Będą przeszukania kolejnych sądów na terenie całego kraju w związku z aferą w krakowskim Sądzie Apelacyjnym, gdzie miało dojść do defraudacji 10 milionów złotych - dowiedział się nieoficjalnie reporter RMF FM Patryk Michalski. Wczoraj prokuratorzy zabezpieczyli dokumenty w sądach we Wrocławiu, Kielcach, Nowym Sączu, Tarnowie, Zakopanem, Oświęcimiu i Chrzanowie. Jak informuje CBA: "niewykluczone są kolejne zatrzymania i zarzuty".

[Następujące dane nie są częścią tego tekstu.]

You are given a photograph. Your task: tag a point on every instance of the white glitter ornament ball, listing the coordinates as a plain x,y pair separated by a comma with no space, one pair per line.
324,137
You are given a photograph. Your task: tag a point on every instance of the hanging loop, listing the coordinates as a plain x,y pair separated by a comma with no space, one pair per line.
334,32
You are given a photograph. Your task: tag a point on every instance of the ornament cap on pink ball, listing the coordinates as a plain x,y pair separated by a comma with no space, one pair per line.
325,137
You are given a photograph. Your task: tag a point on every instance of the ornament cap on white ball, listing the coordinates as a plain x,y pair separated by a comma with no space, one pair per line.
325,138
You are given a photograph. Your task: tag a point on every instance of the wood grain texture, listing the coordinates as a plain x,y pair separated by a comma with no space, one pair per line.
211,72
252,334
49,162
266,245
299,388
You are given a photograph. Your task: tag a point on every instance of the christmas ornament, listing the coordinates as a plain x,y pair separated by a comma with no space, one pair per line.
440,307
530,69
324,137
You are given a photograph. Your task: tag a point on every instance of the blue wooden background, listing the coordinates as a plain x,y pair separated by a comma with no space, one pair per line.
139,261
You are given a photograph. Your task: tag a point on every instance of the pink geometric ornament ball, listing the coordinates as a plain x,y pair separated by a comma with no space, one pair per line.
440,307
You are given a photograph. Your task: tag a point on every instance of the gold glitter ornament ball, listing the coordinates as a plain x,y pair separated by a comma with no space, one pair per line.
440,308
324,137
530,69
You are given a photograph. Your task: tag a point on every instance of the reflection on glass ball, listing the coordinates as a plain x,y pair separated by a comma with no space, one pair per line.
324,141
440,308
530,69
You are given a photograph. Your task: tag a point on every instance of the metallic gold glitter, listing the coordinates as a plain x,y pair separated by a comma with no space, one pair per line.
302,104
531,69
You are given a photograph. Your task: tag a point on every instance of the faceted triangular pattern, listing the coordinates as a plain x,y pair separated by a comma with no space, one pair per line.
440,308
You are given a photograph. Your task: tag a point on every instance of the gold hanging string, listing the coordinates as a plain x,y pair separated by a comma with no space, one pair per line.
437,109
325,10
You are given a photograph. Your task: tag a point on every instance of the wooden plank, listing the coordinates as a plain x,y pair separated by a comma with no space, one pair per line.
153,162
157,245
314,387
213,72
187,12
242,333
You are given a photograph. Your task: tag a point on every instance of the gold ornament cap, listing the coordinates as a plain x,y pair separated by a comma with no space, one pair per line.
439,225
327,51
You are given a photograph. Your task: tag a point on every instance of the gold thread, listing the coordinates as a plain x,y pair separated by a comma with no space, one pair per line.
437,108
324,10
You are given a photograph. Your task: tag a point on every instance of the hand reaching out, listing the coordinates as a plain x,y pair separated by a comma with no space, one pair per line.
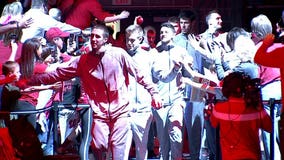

Będą przeszukania kolejnych sądów na terenie całego kraju w związku z aferą w krakowskim Sądzie Apelacyjnym, gdzie miało dojść do defraudacji 10 milionów złotych - dowiedział się nieoficjalnie reporter RMF FM Patryk Michalski. Wczoraj prokuratorzy zabezpieczyli dokumenty w sądach we Wrocławiu, Kielcach, Nowym Sączu, Tarnowie, Zakopanem, Oświęcimiu i Chrzanowie. Jak informuje CBA: "niewykluczone są kolejne zatrzymania i zarzuty".
Gmach Sądu Apelacyjnego w Krakowie /Jacek Bednarczyk /PAP

Jak dowiedział się Patryk Michalski, dzisiaj prokuratorzy przeszukali dodatkowo Sąd Okręgowy w Krakowie, a w najbliższym czasie wejdą do innych sądów i zabezpieczą dokumenty m.in. dotyczące umów na fikcyjne ekspertyzy prawne.

Według ustaleń naszego dziennikarza, afera z wyłudzaniem pieniędzy przez sądy może dotyczyć całego kraju.

Jedną z takich eksperckich firm prowadził rolnik spod Krakowa - to u niego sądy miały zamawiać fachowe opinie.

Podejrzenia prokuratorów są poważne - chodzi m.in. o korupcję, przywłaszczenie mienia i niegospodarność na wielką skalę.

Jak nieoficjalnie usłyszał Patryk Michalski, sądy, które są sprawdzane przez śledczych, mogły zdefraudować co najmniej kilkanaście milionów złotych.